MIDDLETOWN, Conn. – An explosion that sounded like a sonic boom blew out walls of an unfinished power plant and set off a fire during a test of natural gas lines Sunday, killing at least five workers and injuring a dozen or more.
The explosion at the Kleen Energy Systems plant in Middletown, about 20 miles south of Hartford, could be heard and felt for miles.
Deputy Fire Marshal Al Santostefano told the Associated Press on Sunday night that no one was known to be missing amid the rubble of the damaged plant. The cause of the gas explosion was unknown, he said.
The explosion left huge pieces of metal that once encased the plant peeling off its sides. A large swath of the structure was blackened and surrounded by debris, but the building, its roof and its two smokestacks were still standing. Rescue crews had set up several tents alongside the site, which is a few miles from Wesleyan University.

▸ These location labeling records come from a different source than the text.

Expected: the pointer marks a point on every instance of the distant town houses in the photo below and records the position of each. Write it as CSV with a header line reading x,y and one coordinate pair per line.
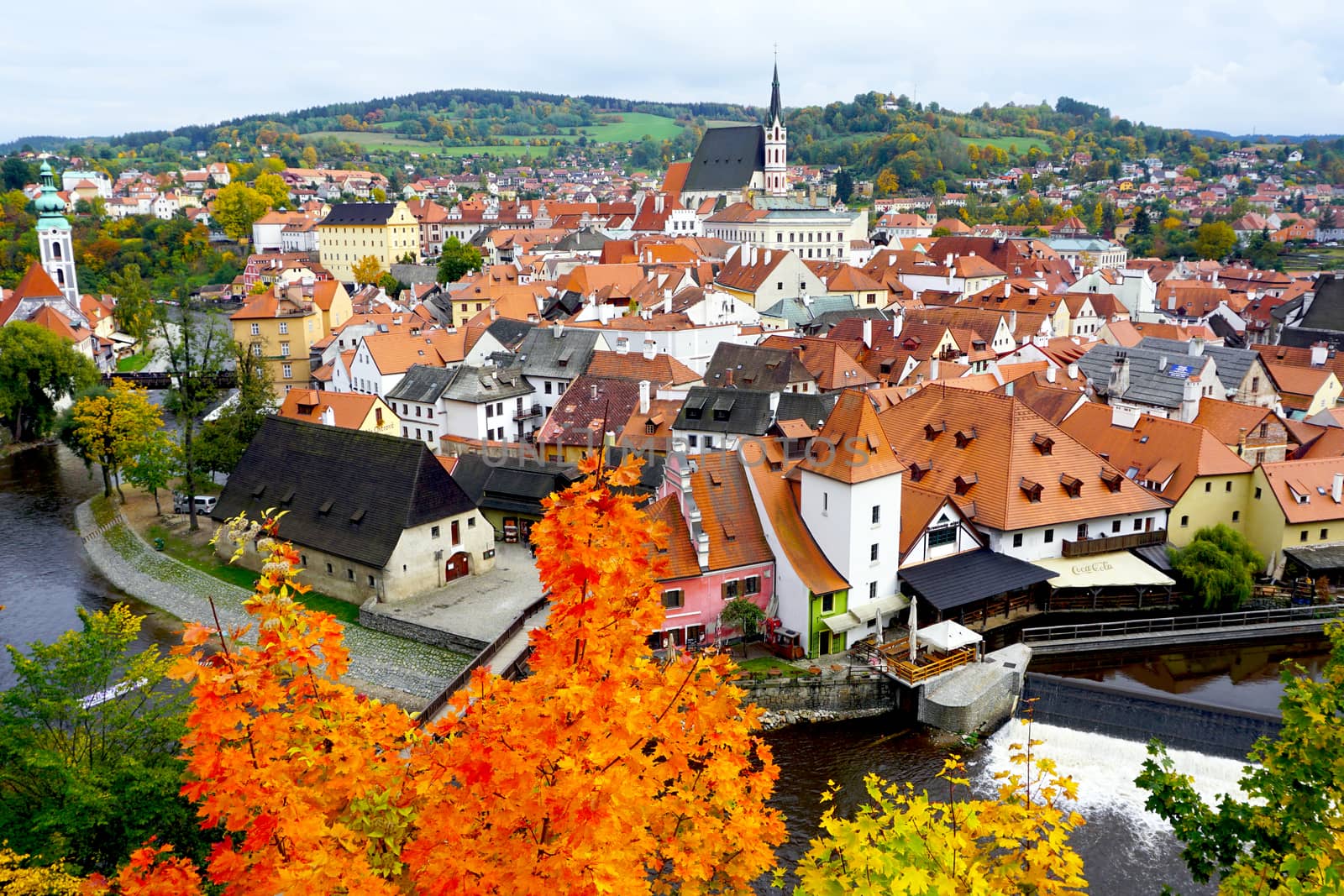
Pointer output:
x,y
839,410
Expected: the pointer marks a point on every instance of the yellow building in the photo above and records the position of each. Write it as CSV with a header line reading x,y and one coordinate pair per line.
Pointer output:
x,y
1304,391
284,324
349,410
1184,464
1294,504
353,231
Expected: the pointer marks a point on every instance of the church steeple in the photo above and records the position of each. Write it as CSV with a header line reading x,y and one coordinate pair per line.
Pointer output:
x,y
54,242
776,107
776,144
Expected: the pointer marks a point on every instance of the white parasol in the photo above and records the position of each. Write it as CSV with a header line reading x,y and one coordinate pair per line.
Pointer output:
x,y
914,625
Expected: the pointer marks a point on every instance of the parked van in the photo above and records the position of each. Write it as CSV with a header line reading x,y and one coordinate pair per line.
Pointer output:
x,y
205,503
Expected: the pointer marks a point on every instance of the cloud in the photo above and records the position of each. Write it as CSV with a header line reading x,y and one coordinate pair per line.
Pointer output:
x,y
1236,65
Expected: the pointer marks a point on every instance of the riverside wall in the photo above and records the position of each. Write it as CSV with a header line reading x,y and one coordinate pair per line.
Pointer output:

The explosion happened around 11:15 a.m., Santostefano said.
Santostefano said 50 to 60 people were in the area at the time of the explosion, and multiple contractors were working on the project, making it difficult to quickly account for everyone.
The 620-megawatt plant, which was almost complete, is being built to produce energy primarily using natural gas. Santostefano said workers for the construction company, O&G Industries, were purging the gas lines, a procedure he called a “blow-down,” when the explosion occurred.

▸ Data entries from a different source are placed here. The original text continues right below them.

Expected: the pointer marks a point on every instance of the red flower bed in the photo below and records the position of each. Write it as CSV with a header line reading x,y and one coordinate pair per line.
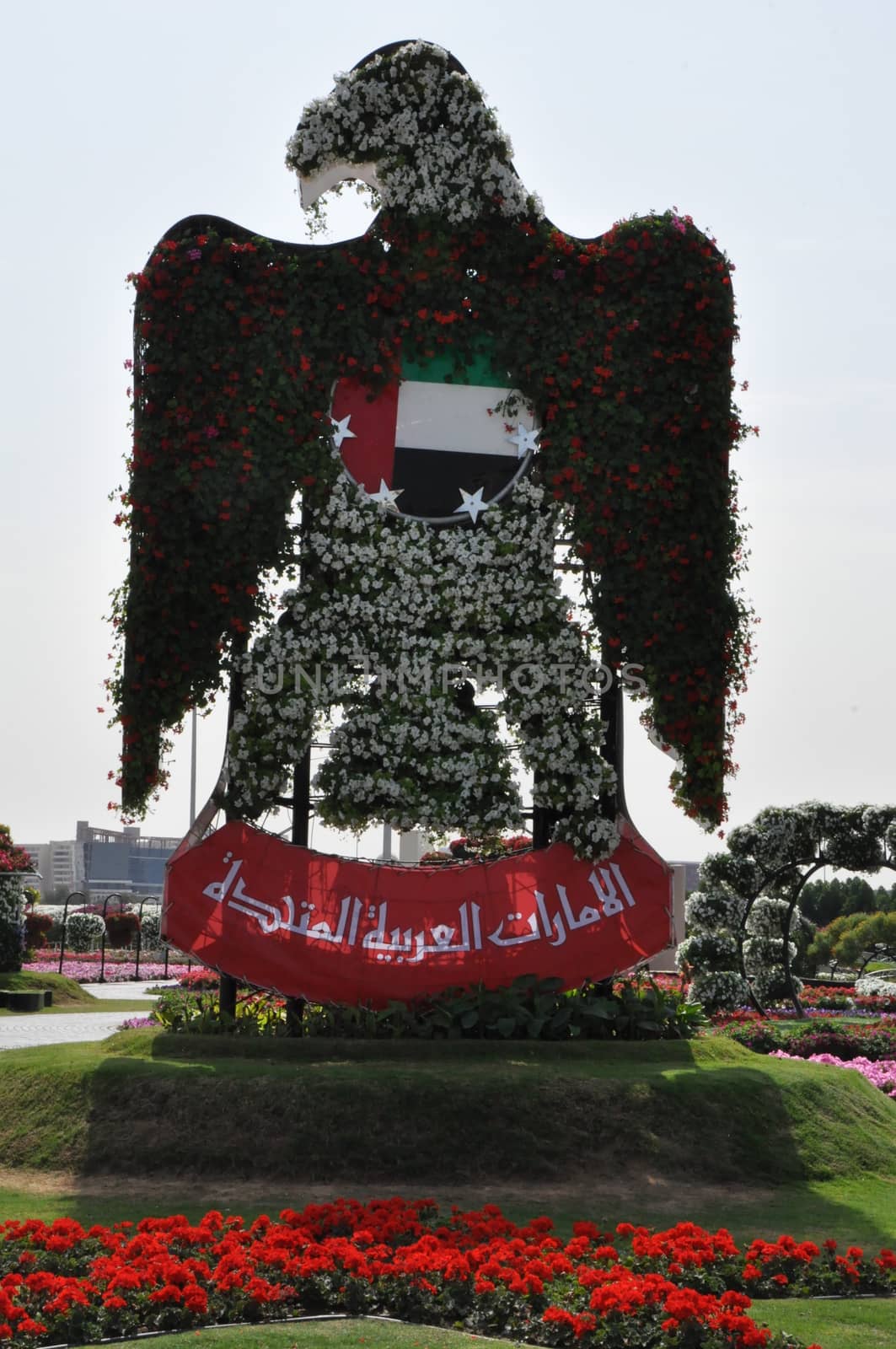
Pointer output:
x,y
635,1287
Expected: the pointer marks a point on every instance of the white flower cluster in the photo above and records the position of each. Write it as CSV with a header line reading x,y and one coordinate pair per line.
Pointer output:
x,y
718,989
710,950
764,948
875,986
436,145
399,625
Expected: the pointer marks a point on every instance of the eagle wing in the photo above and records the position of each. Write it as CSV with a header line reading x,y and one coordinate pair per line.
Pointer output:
x,y
637,433
229,418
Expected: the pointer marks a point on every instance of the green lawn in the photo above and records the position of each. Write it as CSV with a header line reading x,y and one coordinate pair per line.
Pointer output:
x,y
837,1324
394,1113
126,1005
328,1335
64,991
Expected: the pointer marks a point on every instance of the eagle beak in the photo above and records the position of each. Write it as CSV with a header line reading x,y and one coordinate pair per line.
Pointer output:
x,y
311,186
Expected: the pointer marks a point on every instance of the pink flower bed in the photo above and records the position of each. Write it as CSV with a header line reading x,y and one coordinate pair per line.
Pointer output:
x,y
882,1074
88,971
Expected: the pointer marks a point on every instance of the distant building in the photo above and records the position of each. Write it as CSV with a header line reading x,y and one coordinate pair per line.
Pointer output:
x,y
691,874
103,861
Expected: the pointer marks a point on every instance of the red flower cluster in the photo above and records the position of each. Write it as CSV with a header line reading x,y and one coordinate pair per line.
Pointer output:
x,y
13,858
624,347
400,1258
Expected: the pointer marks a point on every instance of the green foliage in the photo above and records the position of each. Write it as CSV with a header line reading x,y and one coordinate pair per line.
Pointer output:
x,y
239,341
529,1009
389,1112
853,939
822,901
83,931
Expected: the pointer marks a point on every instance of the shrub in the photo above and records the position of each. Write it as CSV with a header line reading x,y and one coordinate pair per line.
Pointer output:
x,y
530,1008
152,928
121,928
37,928
84,931
873,1042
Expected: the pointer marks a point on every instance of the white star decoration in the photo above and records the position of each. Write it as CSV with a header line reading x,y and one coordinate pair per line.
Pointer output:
x,y
473,503
386,496
523,440
341,432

Kleen Energy Systems LLC began construction on the plant in February 2008. It was scheduled to be completed by mid-2010.
Safety board investigators have done extensive work on the issue of gas line purging since an explosion last year at a Slim Jim factory in North Carolina killed four people. They’ve identified other explosions caused by workers who were unsafely venting gas lines inside buildings.
The board voted last week to recommend that national and international code writers strengthen their guidelines to require outdoor venting of gas lines or an approved safety plan to do it indoors.